Trump's "14 Words" Speech Raises Concerns About White Supremacy
In the past, President Trump and his ilk have been accused of "dog whistle politics" -- using coded language to communicate specific (usually white supremacist) messages while addressing a general audience.
His frequent mentions of Islamic extremism and the explicit statements that the travel ban is targeted at majority Muslim countries do nothing to combat that notion.
And with the speech President Trump gave in Poland on July 6, accusations of dog whistling have come roaring back to the national conversation.
As The Atlantic wrote yesterday, Trump's frequent references to "our society," "the west," and "shared enemies" is coded white nationalist language. (Presidential adviser Steve Bannon, per The Atlantic, once mentioned in a 2014 speech "the long history of the Judeo-Christian West struggle against Islam.")
While some may say that these are just words, context matters. In the speech, Trump mentions "the Polish experience" in regard to defending the west. Right now, the European Union is taking legal action against Poland (along with the Czech Republic and Hungary) for their refusal to let in refugees, many of whom are Muslim. This goes hand-in-hand, thematically speaking, with Trump's travel ban, which is officially the Executive Order for "Protecting The Nation From Foreign Terrorist Entry Into The United States." The Washington Post reported that the law upon which the order is based was originally intended to "protect" the U.S. from communists and Jews.
Several have mentioned that when he talked about protecting the west, Trump meant democracy. But as The Atlantic points out,
Trump mentioned [democracy] once. And for good reason. Ideologically, what links the current American and Polish governments is not their commitment to democracy—both are increasingly authoritarian. It is their hostility to Muslim immigration.
And, again, while the similarities may just be an unfortunate coincidence, that raises the question: How many coincidences have to happen before we realize there is a deliberate, manufactured pattern here?
And the pattern continues with Trump's surrogates. Earlier today, Sarah Palin tweeted a link to a post by Young Conservatives, an alt-right blog, that mentioned a loaded phrase -- "14 words" -- which has people wondering if the dog whistles are transitioning into overt speech.
The 14 words are, per the Anti-Defamation League, a reference to a popular white supremacist slogan: "We must secure the existence of our people and a future for white children."
Others noticed the suspicious language in Palin's tweet:
But there is no explicit mention of "14" or "fourteen" in the article Palin linked. So, to what 14 words is she referring?
Of the pull quotes Young Conservatives includes, the following are 14-word sentences (or 14-word complete thoughts):
Do we have the confidence in our values to defend them at any cost? Our freedom and our civilization depend on these bonds of history, culture, and memory Let us all fight like the Poles. For family, freedom, for country, for God. We must stand united against these shared enemies to rip them of their territory.
All of these phrases have coded white nationalist undertones: our "values," our "civilization," united against these shared enemies. They are all conceptually related to the 14 words in that they refer to securing the west's future from certain enemies. (Trump also questioned, in his speech, whether the west has "the will to survive," which is ideologically similar to securing existence for white people.)

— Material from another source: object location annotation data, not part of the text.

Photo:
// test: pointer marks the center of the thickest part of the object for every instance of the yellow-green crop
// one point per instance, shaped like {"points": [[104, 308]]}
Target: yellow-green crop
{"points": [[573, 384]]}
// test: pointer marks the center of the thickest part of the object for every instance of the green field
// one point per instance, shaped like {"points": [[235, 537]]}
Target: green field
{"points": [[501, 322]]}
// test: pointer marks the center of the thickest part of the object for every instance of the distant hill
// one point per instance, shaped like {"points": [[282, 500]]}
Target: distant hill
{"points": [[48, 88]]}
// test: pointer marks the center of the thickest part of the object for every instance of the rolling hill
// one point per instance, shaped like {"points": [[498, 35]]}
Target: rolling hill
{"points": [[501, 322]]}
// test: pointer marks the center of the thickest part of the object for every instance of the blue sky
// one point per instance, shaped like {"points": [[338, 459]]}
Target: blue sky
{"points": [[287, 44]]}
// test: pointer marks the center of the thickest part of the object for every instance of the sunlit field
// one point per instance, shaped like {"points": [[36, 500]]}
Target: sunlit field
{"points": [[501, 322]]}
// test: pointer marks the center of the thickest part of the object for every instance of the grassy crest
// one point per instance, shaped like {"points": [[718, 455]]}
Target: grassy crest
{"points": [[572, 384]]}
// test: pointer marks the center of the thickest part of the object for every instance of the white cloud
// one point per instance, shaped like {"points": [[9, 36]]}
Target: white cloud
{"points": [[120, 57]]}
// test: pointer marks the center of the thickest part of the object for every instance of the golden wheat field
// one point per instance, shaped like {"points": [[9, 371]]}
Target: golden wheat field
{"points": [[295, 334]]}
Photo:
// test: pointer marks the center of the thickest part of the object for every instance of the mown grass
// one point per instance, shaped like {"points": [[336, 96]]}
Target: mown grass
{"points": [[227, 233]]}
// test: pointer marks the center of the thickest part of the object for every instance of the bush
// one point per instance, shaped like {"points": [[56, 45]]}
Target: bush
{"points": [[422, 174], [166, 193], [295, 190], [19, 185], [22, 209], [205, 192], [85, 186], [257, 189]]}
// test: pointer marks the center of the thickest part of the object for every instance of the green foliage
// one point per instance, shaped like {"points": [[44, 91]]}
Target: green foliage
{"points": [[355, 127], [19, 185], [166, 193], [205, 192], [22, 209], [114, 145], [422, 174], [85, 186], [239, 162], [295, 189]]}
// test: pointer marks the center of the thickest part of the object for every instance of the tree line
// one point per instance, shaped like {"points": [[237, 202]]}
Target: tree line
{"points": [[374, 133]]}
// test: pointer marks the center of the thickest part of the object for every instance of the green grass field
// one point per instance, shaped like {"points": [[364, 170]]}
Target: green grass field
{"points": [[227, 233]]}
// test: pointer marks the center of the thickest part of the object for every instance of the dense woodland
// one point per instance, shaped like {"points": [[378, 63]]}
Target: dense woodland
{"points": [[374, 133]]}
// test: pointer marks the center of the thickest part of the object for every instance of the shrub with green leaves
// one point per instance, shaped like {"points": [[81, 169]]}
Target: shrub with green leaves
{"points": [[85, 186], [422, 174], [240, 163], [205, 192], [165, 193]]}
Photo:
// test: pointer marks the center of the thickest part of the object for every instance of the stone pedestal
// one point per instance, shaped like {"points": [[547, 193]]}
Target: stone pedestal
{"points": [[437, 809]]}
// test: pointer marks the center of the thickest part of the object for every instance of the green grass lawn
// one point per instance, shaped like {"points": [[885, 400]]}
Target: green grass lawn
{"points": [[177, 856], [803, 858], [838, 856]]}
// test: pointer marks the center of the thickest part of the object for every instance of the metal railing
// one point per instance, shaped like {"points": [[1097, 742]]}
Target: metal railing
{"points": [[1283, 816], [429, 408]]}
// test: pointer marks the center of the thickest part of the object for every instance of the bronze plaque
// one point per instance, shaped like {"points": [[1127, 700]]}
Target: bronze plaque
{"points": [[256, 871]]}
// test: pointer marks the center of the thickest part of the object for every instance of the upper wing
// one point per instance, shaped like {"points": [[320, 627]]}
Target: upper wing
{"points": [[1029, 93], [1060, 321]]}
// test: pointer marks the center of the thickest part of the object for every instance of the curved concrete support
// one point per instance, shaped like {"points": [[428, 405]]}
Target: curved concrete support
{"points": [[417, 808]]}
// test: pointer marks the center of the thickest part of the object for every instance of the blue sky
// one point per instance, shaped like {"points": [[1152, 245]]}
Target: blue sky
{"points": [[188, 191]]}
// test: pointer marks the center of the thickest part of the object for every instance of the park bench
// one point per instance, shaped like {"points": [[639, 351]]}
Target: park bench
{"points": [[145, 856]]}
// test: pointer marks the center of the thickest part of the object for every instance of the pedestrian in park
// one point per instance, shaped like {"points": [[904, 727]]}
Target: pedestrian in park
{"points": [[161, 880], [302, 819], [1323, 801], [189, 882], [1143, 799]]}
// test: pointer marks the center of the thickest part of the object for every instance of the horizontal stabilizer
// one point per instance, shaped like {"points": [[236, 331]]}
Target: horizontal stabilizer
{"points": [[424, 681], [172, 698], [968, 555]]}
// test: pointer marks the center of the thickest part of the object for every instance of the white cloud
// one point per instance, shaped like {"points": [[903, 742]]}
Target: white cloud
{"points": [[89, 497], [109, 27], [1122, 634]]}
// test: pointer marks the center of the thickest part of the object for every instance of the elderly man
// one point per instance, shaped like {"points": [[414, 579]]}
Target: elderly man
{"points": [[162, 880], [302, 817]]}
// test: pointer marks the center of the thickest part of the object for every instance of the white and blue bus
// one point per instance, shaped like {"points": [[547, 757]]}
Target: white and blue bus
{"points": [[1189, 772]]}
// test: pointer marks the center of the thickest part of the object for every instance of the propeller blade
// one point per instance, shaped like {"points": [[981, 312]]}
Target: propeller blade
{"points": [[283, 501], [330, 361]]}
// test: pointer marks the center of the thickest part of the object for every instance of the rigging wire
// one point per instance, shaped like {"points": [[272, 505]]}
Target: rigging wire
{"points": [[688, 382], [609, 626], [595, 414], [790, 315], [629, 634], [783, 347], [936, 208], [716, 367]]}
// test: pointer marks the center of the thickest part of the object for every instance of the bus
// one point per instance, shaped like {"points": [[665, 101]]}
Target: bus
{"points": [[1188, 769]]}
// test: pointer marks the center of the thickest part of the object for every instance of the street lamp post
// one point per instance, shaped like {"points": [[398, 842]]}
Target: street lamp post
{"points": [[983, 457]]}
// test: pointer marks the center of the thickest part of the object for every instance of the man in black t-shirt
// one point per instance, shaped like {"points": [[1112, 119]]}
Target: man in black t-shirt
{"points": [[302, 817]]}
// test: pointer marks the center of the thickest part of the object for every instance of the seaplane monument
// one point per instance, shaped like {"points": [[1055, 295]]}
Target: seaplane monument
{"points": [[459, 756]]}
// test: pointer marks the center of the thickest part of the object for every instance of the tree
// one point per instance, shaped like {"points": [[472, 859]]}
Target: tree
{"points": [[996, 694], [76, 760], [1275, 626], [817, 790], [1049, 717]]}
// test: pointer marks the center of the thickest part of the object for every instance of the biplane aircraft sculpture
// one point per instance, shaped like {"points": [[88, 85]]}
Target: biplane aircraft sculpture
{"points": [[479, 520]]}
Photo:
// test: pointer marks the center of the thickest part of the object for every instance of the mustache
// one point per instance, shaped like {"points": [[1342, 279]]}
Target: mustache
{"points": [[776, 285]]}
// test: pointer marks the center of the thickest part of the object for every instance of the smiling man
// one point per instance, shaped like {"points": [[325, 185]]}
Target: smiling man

One Twitter user (and, later, The Daily Beast) questioned whether or not Palin was dog whistling by pointing out that Palin's tweet was an auto-post from Facebook:
And if you look at the original social title of the post (still up on her Facebook), you see that the Young Conservatives social title of the same post we link to above also mentions "14 words" -- so she herself didn't choose the phrase "14 words."
But the post has, at the time of publication, been up for almost 12 hours. Palin has not commented or offered clarification, which implies tacit support -- or, at the very least, indifference. (And indifference to white supremacy is, itself, alarming.)
Why, you may ask, does something Sarah Palin says or does have anything to do with Trump? He can't control her.
True. But given that Palin is a vocal Trump supporter who stumped for him, and she even visited the Trump White House as a guest (along with Ted Nugent, who has posted virulently Islamophobic and antisemitic screeds in the past), it's not farfetched to assume that the often marble-mouthed former vice presidential candidate is still speaking for Trump.
At the same time, whether or not Palin speaks for Trump is almost beside the point. The fact of the matter is that his rhetoric ignites something in white supremacists and has led to a spike in reported hate activity and racially motivated bullying. Words matter. The words of someone who is supposed to be the most powerful person in the world definitely matter.